Ao primeiro dia não repousou. E observa que isso será bom. Esperar os céus, desenhar a terra. Ter dia e ter noites. Separadas. Caminhar nas águas. Respirar a vegetação até lhe descobrir a cor. Plantar luzeiros que encaminhem até ao desconhecido, na aventura de uma escrita ainda não necessária. Adivinhar uma corça. Esquecer a abelha. Imaginar jóias da cor das libelinhas. Ver uma serpente, antecipação das árvores da vida e do conhecimento, e espantar-se pela natural necessidade de as matar e ainda mais da possibilidade de o fazer. E pensou, mas não o disse: isso não é bom. Há um legitimar de uma profecia e maldição, o legitimar de um peso do qual se quer afastar: a cega comunhão dos porquês.

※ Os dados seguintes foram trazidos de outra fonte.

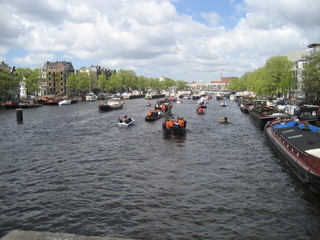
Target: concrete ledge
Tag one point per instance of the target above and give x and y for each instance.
(32, 235)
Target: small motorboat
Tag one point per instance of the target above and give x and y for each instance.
(201, 110)
(111, 104)
(223, 104)
(65, 102)
(127, 121)
(224, 120)
(153, 115)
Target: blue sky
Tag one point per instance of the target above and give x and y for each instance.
(226, 10)
(191, 40)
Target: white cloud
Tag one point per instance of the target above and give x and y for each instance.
(150, 37)
(33, 59)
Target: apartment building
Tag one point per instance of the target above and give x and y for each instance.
(56, 74)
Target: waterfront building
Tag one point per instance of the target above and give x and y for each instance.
(299, 59)
(94, 72)
(219, 85)
(56, 74)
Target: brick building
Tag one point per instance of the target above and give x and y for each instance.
(56, 74)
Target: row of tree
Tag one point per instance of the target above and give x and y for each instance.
(82, 82)
(122, 81)
(276, 78)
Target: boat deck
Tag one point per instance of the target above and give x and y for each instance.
(304, 140)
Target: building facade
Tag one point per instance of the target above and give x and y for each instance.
(56, 75)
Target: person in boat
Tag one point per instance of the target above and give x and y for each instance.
(127, 118)
(182, 123)
(200, 109)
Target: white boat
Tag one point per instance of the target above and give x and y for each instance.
(126, 123)
(223, 104)
(91, 97)
(65, 102)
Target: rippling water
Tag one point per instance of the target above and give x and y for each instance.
(70, 169)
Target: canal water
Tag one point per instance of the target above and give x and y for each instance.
(70, 169)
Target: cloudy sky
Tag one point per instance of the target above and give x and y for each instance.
(191, 40)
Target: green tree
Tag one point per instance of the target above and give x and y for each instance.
(83, 82)
(9, 84)
(181, 84)
(114, 83)
(72, 83)
(102, 82)
(279, 75)
(33, 80)
(311, 78)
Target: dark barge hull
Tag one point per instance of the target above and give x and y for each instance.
(294, 157)
(108, 108)
(259, 120)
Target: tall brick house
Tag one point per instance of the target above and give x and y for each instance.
(56, 74)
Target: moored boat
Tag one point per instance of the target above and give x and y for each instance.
(111, 104)
(201, 110)
(172, 127)
(261, 114)
(299, 146)
(65, 102)
(153, 115)
(223, 104)
(91, 97)
(127, 121)
(224, 120)
(12, 104)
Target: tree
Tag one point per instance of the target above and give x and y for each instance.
(72, 82)
(311, 78)
(83, 82)
(181, 84)
(279, 75)
(33, 81)
(102, 82)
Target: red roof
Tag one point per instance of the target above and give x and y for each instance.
(224, 80)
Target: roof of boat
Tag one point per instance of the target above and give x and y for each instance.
(304, 140)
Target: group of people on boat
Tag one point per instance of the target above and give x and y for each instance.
(164, 105)
(174, 126)
(125, 119)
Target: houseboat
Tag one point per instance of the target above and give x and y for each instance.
(299, 145)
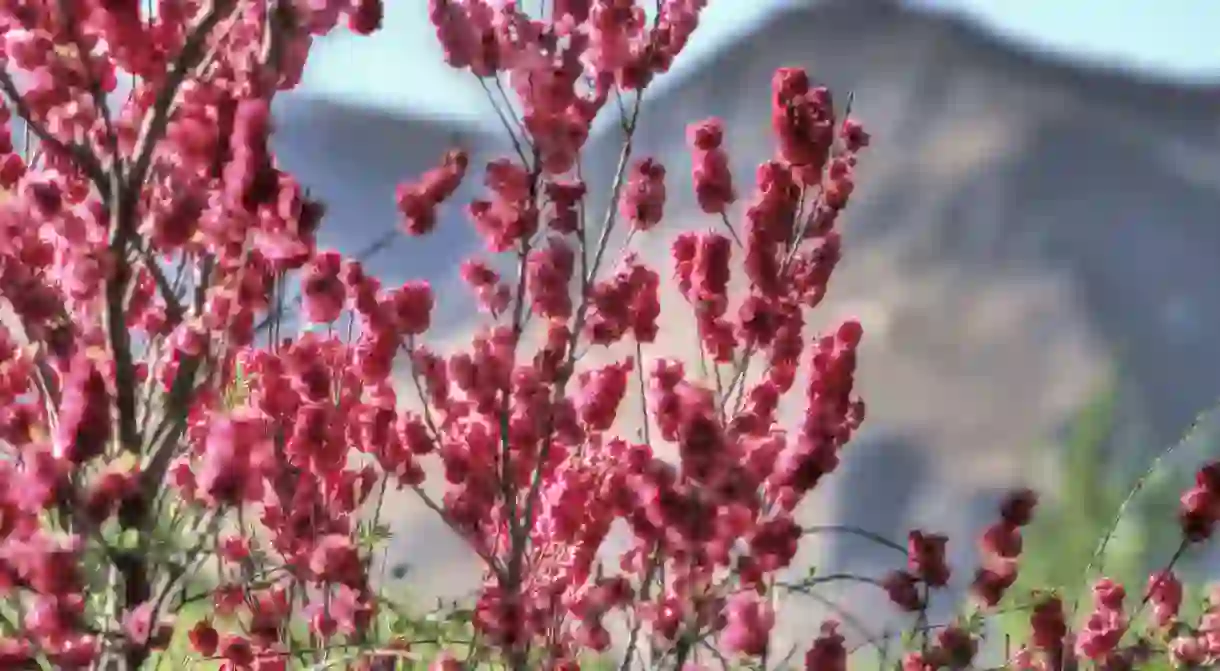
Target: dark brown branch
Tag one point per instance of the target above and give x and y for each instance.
(83, 157)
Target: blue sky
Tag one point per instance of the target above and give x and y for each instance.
(400, 67)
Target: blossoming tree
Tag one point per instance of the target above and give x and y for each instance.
(167, 443)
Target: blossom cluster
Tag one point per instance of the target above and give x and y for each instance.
(162, 431)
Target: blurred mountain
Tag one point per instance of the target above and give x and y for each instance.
(1022, 227)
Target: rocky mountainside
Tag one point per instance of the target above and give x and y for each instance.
(1022, 228)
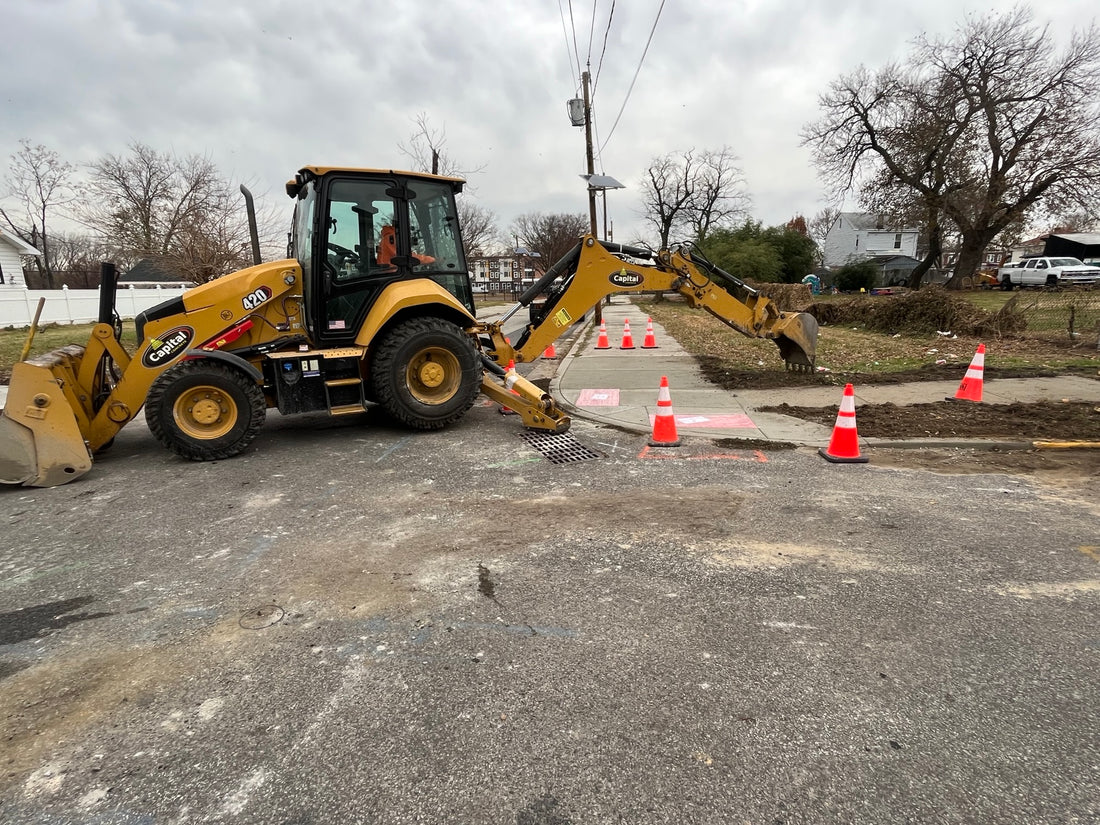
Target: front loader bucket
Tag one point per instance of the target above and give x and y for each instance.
(41, 442)
(796, 337)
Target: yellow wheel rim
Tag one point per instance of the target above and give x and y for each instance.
(433, 375)
(205, 413)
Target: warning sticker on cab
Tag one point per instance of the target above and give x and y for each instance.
(562, 318)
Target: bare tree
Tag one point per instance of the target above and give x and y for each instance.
(479, 227)
(818, 227)
(77, 260)
(719, 198)
(693, 194)
(42, 183)
(667, 193)
(426, 150)
(549, 235)
(180, 210)
(981, 128)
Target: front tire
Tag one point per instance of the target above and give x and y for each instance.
(426, 373)
(205, 410)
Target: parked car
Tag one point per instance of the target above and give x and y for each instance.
(1057, 272)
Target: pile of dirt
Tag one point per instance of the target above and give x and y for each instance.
(1041, 421)
(925, 311)
(719, 373)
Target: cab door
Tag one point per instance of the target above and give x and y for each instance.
(359, 238)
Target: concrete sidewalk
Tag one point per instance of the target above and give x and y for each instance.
(619, 387)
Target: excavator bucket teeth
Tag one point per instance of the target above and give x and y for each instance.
(798, 341)
(41, 442)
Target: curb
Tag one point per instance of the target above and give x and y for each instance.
(587, 415)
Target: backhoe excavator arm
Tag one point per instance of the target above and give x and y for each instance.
(593, 271)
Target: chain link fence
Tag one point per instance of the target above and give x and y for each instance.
(1067, 316)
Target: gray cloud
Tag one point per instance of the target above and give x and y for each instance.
(265, 87)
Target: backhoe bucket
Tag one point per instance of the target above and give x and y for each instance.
(796, 338)
(41, 442)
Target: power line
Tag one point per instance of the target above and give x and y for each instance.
(650, 40)
(569, 57)
(592, 33)
(603, 51)
(576, 53)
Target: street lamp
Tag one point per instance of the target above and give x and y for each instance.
(602, 184)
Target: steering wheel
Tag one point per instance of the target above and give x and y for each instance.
(343, 253)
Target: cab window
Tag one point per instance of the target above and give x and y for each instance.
(360, 230)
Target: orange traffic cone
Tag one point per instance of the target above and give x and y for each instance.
(844, 446)
(627, 339)
(602, 342)
(509, 375)
(970, 386)
(664, 421)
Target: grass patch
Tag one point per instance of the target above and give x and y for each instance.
(50, 337)
(853, 349)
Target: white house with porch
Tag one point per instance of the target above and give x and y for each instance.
(12, 251)
(857, 237)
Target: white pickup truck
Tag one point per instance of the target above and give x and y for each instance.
(1047, 272)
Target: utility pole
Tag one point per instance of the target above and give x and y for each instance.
(592, 171)
(587, 143)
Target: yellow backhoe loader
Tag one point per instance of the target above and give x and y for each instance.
(372, 306)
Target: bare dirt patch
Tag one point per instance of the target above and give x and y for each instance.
(1042, 421)
(924, 337)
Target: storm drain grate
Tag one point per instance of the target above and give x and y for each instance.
(560, 448)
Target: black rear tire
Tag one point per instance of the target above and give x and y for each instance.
(426, 373)
(205, 410)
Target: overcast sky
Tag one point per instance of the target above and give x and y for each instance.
(264, 87)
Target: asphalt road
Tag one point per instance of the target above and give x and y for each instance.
(356, 624)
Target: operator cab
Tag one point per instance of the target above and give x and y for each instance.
(356, 231)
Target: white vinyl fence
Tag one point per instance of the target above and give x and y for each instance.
(74, 306)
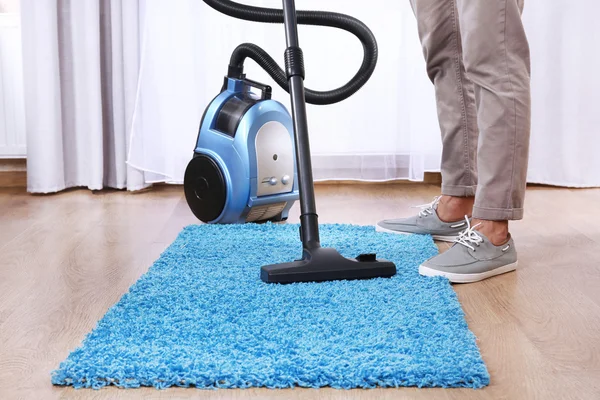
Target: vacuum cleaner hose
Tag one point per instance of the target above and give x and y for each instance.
(319, 18)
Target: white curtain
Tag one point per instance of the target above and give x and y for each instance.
(80, 70)
(389, 129)
(88, 109)
(565, 140)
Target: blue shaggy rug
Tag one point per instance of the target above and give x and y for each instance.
(202, 317)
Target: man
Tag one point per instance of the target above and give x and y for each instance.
(477, 57)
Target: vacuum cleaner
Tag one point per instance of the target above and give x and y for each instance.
(252, 160)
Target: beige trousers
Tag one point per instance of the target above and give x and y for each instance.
(477, 57)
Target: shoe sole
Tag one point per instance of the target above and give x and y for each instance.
(468, 278)
(440, 238)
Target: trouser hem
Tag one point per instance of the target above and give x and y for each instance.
(497, 214)
(459, 191)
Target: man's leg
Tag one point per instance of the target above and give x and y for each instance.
(496, 57)
(439, 32)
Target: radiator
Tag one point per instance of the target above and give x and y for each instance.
(12, 107)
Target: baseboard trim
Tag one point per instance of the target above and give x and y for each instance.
(13, 172)
(430, 178)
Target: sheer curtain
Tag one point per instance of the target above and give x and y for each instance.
(387, 130)
(80, 70)
(115, 89)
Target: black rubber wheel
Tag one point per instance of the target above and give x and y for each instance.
(204, 187)
(278, 218)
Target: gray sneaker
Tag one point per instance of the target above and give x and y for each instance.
(426, 222)
(472, 258)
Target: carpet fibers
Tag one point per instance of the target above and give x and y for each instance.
(202, 317)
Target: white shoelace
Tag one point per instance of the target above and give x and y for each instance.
(429, 208)
(469, 237)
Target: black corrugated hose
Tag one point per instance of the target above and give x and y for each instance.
(319, 18)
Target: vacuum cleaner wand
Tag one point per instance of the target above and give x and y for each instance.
(317, 263)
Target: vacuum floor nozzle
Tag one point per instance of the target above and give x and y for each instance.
(326, 264)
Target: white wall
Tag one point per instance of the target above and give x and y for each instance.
(12, 109)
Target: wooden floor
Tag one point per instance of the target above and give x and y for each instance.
(66, 258)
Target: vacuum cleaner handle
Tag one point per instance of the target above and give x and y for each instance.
(294, 66)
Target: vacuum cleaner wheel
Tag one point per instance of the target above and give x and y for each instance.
(204, 187)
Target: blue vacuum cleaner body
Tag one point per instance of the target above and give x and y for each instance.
(244, 164)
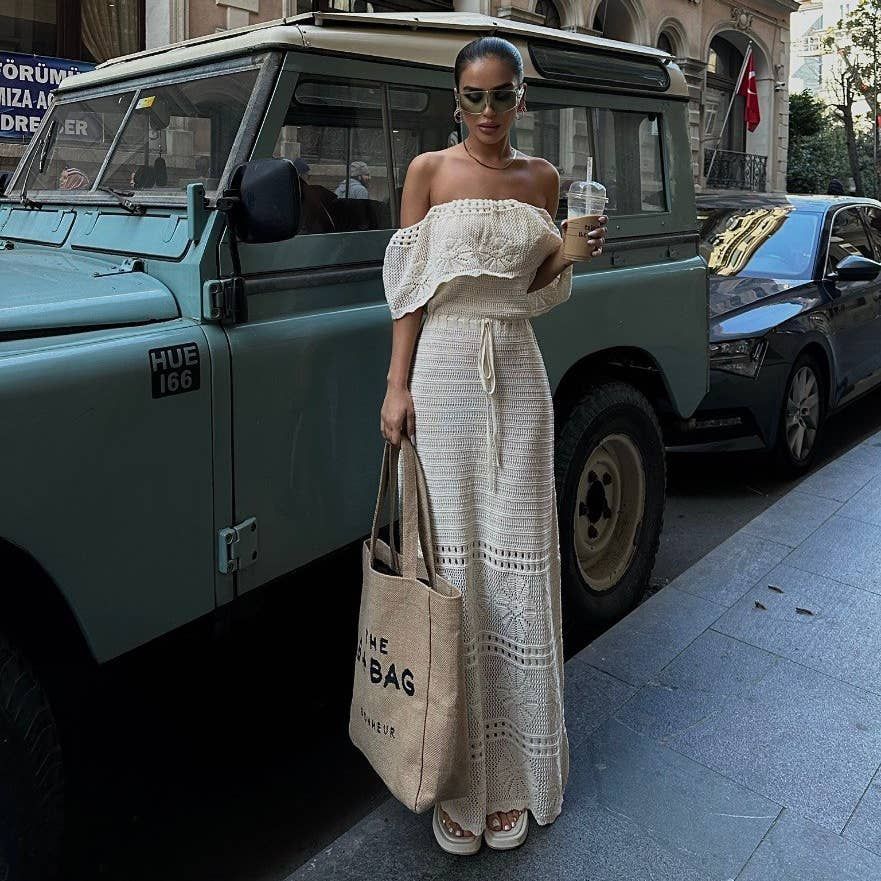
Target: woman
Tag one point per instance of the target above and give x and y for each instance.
(479, 252)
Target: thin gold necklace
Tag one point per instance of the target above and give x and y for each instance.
(493, 167)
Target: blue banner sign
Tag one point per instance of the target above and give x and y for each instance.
(26, 82)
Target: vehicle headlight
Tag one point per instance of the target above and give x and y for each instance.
(738, 356)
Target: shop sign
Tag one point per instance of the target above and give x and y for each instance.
(26, 82)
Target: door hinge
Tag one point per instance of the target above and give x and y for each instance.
(225, 299)
(237, 546)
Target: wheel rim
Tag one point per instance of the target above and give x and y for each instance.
(608, 510)
(802, 413)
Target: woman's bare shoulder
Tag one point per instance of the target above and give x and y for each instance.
(547, 180)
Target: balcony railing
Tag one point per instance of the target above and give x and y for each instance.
(736, 171)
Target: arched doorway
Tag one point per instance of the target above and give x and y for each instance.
(744, 157)
(549, 13)
(613, 19)
(724, 61)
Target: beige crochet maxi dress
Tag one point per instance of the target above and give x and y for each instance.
(484, 434)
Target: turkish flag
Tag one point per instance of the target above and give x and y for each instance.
(748, 89)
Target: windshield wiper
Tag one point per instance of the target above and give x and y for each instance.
(122, 199)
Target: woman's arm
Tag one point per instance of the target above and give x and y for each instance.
(398, 412)
(555, 263)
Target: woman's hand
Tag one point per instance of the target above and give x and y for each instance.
(598, 235)
(397, 414)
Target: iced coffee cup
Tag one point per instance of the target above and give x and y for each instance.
(587, 203)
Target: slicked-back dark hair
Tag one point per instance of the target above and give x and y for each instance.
(489, 47)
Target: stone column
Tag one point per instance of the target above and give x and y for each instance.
(694, 71)
(165, 22)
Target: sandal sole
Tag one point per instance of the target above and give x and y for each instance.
(450, 843)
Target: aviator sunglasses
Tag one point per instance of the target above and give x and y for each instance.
(475, 101)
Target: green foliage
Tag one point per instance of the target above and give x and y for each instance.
(807, 115)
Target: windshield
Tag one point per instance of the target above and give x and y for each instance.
(156, 139)
(766, 242)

Ainda aprendeu que as tais das malacatifas, comem ratos. Então já podem ser boas? Os morcegos, cara de ratos com asas de leque, num país africano, já não recordo qual, fazem-se em petisco. Na escala da sobrevivência até onde vai o que não comes? “Então Deus determinou: Façamos o ser humano à nossa imagem, de acordo com a nossa semelhança…” Mas é na diversidade que um sorriso se transforma em gargalhada, que o afã natural de uma dá descanso à outra que nem consegue parar de escutar o não batimento. Só nos conhecemos neste jogo de espelhos? Não lisos, de preferência, feitos de imperfeições da natureza de que fugimos e que é o ar que nos separa unidas. Como a importância da movimentação do braço que na magia mostra que não há nada entre isto e aquilo. E, contudo, estão lá e estão ligados. Porque sempre estiveram? Porque voltamos sempre ao início: a amizade.

 

 

Imagem da Crónica de Nuremberg para uma memória falsa e incompleta de um fim de semana magnífico…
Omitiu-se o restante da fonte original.